The Only Living Witness: The True Story Of Ted Bundy
The Story Page 2
For months, I had been coming to the prison to see Ted. Each time I drove up, I would be accosted by a blue-clad trusty, leaning on a rake in the parking lot, wanting to know if I was an attorney. This day, to my surprise, the importuning felons were missing. And gone, too, were the raucous seagulls that in the springtime wheel and screech above the prison kitchens, or stand nattering at one another under the guard towers. Many inmates will swear that they are served creamed chicken with suspicious frequency during seagull season.

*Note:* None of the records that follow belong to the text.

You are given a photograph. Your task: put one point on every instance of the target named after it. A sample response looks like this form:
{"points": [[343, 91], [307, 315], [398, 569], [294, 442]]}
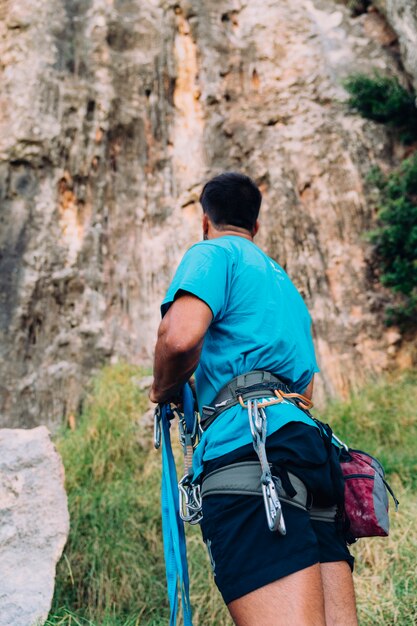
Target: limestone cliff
{"points": [[113, 114]]}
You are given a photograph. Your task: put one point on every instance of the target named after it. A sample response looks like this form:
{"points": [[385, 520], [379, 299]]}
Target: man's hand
{"points": [[178, 347]]}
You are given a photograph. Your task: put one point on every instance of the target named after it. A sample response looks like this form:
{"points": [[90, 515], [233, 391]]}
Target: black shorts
{"points": [[245, 555]]}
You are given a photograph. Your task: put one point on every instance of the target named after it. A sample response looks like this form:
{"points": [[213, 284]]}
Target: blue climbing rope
{"points": [[175, 550]]}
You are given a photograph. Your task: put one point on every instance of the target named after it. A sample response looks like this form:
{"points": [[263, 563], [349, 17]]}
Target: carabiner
{"points": [[190, 502], [273, 507], [157, 427]]}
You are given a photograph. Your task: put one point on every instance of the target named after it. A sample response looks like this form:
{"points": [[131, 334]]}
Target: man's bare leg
{"points": [[339, 594], [296, 599]]}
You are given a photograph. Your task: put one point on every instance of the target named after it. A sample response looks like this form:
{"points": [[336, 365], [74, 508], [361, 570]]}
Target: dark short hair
{"points": [[231, 199]]}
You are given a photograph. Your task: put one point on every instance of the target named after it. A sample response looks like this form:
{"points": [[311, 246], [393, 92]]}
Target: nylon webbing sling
{"points": [[175, 551]]}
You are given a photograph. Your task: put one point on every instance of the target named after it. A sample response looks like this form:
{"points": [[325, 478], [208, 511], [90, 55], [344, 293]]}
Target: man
{"points": [[231, 310]]}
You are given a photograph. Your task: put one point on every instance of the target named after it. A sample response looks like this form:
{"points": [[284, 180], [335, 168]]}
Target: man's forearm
{"points": [[171, 370], [178, 347]]}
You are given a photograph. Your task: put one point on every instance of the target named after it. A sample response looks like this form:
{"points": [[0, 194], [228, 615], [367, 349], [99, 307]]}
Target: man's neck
{"points": [[230, 230]]}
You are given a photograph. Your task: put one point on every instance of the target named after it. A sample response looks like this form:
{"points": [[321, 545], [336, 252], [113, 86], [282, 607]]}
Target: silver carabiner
{"points": [[273, 507], [157, 427], [190, 503]]}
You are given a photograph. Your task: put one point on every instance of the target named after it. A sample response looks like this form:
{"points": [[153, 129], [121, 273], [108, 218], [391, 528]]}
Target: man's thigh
{"points": [[339, 594], [296, 599]]}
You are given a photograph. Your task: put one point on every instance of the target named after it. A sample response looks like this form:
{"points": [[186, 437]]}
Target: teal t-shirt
{"points": [[260, 322]]}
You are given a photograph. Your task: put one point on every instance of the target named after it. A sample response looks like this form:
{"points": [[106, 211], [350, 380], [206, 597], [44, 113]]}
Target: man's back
{"points": [[259, 318]]}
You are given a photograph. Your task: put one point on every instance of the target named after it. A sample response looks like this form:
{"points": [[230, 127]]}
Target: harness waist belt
{"points": [[245, 479], [248, 386]]}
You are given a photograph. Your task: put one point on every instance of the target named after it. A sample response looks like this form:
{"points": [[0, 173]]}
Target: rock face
{"points": [[113, 114], [33, 524], [402, 15]]}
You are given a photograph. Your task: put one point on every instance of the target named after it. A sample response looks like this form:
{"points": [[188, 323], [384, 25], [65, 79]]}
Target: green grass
{"points": [[112, 572]]}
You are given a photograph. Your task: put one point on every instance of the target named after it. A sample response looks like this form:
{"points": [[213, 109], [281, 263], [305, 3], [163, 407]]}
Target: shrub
{"points": [[383, 99], [395, 238]]}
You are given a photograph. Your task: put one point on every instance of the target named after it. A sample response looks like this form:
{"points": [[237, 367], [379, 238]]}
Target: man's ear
{"points": [[205, 223]]}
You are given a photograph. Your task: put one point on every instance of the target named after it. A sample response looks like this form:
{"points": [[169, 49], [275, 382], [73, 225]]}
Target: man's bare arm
{"points": [[308, 391], [178, 347]]}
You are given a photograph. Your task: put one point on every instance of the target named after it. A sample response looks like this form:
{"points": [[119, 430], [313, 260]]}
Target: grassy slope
{"points": [[112, 573]]}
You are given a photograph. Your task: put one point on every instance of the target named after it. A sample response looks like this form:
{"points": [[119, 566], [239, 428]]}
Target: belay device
{"points": [[180, 501]]}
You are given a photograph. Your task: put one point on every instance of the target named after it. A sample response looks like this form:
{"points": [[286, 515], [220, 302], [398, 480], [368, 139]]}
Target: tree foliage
{"points": [[382, 99], [395, 237]]}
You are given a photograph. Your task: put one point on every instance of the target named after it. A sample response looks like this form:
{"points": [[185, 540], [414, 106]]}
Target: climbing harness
{"points": [[182, 501], [177, 508], [246, 479], [273, 509], [260, 389], [253, 385]]}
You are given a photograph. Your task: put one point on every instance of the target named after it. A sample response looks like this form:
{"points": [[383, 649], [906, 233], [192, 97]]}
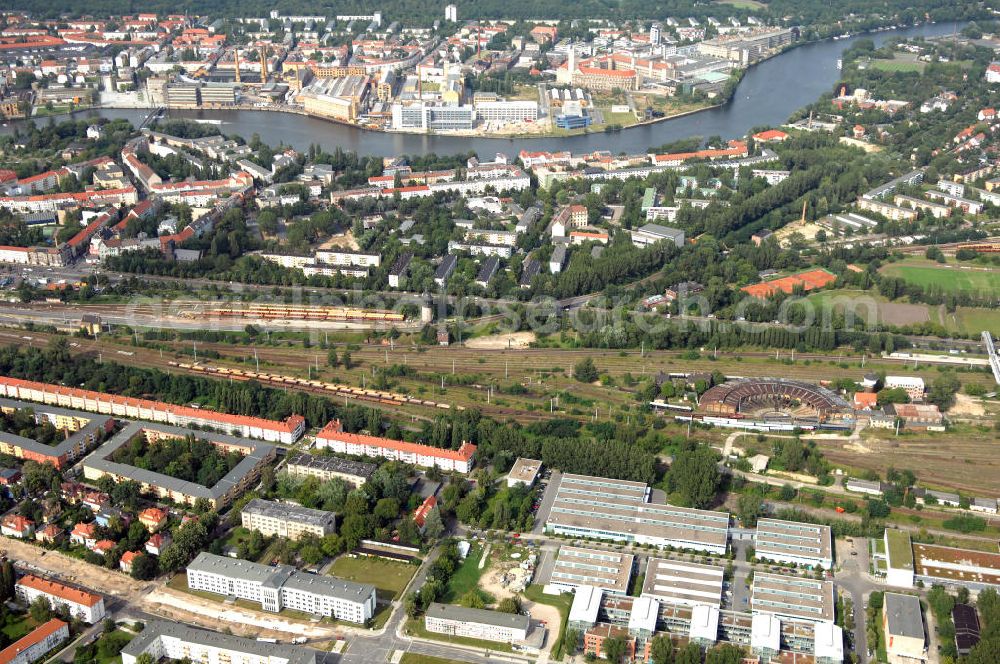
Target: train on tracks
{"points": [[293, 312], [323, 387]]}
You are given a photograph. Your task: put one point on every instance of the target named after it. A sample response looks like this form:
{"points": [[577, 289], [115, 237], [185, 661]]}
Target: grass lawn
{"points": [[467, 576], [416, 628], [413, 658], [899, 66], [110, 645], [975, 319], [388, 576], [562, 602], [17, 625], [949, 279]]}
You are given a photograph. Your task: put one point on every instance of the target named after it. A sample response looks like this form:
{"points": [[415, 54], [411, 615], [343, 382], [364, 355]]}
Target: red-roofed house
{"points": [[865, 400], [81, 604], [17, 526], [125, 564], [103, 547], [543, 33], [84, 534], [35, 645], [333, 437], [770, 136], [50, 534], [420, 516], [157, 543], [153, 518]]}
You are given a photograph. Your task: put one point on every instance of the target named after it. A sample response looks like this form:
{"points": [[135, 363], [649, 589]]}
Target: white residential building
{"points": [[86, 606], [476, 623], [176, 642], [281, 587]]}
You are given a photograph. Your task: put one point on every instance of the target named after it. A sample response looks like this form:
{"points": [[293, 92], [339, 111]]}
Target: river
{"points": [[768, 94]]}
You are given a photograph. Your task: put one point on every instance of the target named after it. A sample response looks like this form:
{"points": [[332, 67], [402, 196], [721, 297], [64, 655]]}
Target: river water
{"points": [[768, 94]]}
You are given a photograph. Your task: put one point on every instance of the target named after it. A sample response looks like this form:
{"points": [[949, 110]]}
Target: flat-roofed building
{"points": [[679, 582], [967, 628], [792, 542], [792, 597], [899, 568], [476, 623], [704, 627], [912, 385], [524, 471], [903, 625], [765, 636], [617, 510], [828, 643], [949, 566], [287, 520], [586, 607], [175, 642], [329, 467], [576, 566], [281, 587], [81, 604]]}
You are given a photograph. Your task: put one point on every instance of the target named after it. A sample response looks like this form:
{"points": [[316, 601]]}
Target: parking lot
{"points": [[548, 484]]}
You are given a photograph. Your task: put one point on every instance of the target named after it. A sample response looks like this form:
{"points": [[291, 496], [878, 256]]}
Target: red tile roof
{"points": [[67, 593], [289, 425], [334, 431]]}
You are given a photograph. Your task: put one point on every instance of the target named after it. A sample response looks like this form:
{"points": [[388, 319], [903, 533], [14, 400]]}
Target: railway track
{"points": [[323, 387]]}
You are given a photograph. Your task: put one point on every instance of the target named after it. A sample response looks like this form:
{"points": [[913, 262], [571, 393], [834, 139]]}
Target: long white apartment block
{"points": [[281, 587], [684, 583]]}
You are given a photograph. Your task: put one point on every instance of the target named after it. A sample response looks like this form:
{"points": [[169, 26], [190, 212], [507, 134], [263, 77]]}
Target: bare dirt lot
{"points": [[513, 341], [345, 241], [963, 460]]}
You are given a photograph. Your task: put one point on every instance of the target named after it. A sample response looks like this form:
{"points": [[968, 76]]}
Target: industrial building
{"points": [[652, 233], [524, 471], [287, 520], [794, 543], [792, 597], [326, 468], [619, 510], [679, 582], [577, 566], [282, 587], [341, 98]]}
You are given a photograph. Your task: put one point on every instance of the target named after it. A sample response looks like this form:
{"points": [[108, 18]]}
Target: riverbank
{"points": [[768, 95]]}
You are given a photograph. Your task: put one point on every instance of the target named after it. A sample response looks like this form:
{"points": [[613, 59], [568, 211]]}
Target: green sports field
{"points": [[949, 279], [898, 66]]}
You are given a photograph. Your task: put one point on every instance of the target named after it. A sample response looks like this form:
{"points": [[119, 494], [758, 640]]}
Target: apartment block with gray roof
{"points": [[280, 587], [287, 520], [174, 641]]}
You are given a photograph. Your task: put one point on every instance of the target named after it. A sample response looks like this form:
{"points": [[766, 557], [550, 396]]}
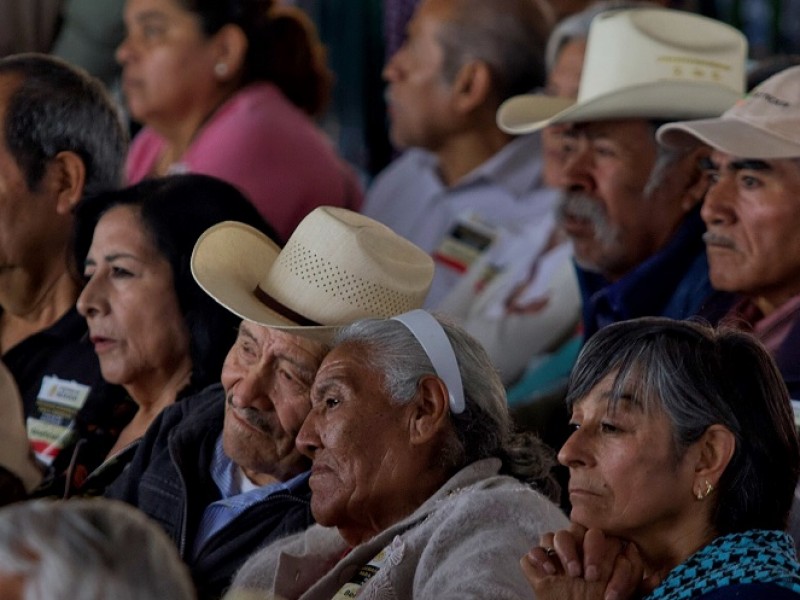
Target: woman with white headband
{"points": [[418, 485]]}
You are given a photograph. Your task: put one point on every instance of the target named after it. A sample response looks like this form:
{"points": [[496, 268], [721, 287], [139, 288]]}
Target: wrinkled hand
{"points": [[583, 564]]}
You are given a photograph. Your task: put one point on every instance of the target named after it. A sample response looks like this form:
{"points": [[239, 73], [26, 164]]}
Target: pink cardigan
{"points": [[270, 149]]}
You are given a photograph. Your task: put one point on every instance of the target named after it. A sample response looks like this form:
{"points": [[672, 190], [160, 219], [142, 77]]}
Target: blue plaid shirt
{"points": [[227, 475]]}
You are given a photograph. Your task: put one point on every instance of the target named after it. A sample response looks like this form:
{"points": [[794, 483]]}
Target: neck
{"points": [[156, 391], [394, 506], [179, 133], [465, 152], [663, 554], [35, 307]]}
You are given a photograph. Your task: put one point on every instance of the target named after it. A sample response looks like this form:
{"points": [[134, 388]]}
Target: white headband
{"points": [[434, 342]]}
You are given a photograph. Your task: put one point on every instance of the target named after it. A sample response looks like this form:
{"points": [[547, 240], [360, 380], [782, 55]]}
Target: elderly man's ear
{"points": [[66, 176], [429, 416]]}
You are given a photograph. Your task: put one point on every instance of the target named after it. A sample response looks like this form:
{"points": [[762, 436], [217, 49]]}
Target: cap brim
{"points": [[732, 136], [661, 100], [228, 262]]}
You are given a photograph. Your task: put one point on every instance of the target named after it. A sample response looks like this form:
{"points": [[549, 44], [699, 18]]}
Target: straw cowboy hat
{"points": [[651, 63], [15, 451], [337, 267], [764, 125]]}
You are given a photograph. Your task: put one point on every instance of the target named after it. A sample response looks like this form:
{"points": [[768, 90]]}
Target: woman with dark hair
{"points": [[155, 332], [229, 88], [683, 463]]}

The tedium of prison life and prolonged isolation's regressive effect on personality are in large part responsible for such fears. Many convicts retreat into juvenile narcissism; they will exercise their bodies with monkish devotion, immerse themselves in dietary and nutritional literature, and spend hours in careful, loving scrutiny of their hair, their skin, their teeth, their hands and feet.
Ironically, this neurotic self-absorption is fostered by an environment which apart from the threat of violence and the influence of drugs and alcohol is physically the healthiest that most prisoners have ever known. In some respects, a prison is a hothouse. The inmates vegetate like exotic flora. They lead orderly lives, consume a balanced diet, and are protected in their isolation from many contagious diseases and the majority of the modern world's everyday threats to psychic well being. Much more sinister forces shape them.
Convicts generally do not age as quickly as do people on the outside. Nevertheless, their health is a constant preoccupation. Some inmates at the Florida State prison are persuaded that beef liver from the prison slaughterhouse, freshly butchered and stuffed hot from the animal into plastic bag, is a favored masturbatory vessel among the kitchen workers. As a result, many prisoners refuse to eat the beef liver on psycho-hygienic grounds.
More feared and gossiped about than the food, however, is the prison medical staff. One story widely credited inside the walls has an inmate being given an injection for an abscessed tooth. The needle misses, and he develops an ear infection. After surgery, he goes deaf in that ear as the infection spreads to his other ear. During a second operation, the doctor fumbles with his scalpel and puts out the prisoner's eye. Eventually, the man is returned to his cell; he is deaf, blind in one eye, and missing one arm due to complications following an improper administration of anesthetics.
The swamp thrum of a billion insects greeted Hugh and me as we walked from our rental car toward the prison itself. Ahead was a pastel lime-colored structure enclosed by a double row of high cyclone fences topped with razor wire. Between the two fences is an open area once patrolled by guard dogs. The fearsome-looking Dobermans and German shepherds have been retired ever since a pair of the animals accompanied a group of prisoners on an attempted escape.
Theodore Robert Bundy was among the more than 1,400 felons then housed at the Florida State Prison. He and 180 or so other inmates were kept in Q, R, S and T wings, the lock-down blocks of the longest Death Row in the United States. These men do not mingle with the general population of the prison; in Ted's case, that would mean almost certain assault by fellow inmates whose rough notions of justice prescribe no mercy for so-called baby rapers.
Instead, Ted and the rest of the men on The Row spent almost all their time alone in individual cells, awaiting the day when, as the story had it, a guard would place a taut rubber band around the condemned man's penis, pack cotton wadding up his rectum, and lead him down to Old Sparky for electrocution.
John Spenkelink was executed at Florida State Prison (Ted later would occupy his cell in the spring of 1979). The day Spenkelink was put to death, a popular Jacksonville disc jockey aired a recording of sizzling bacon and dedicated it to the doomed killer.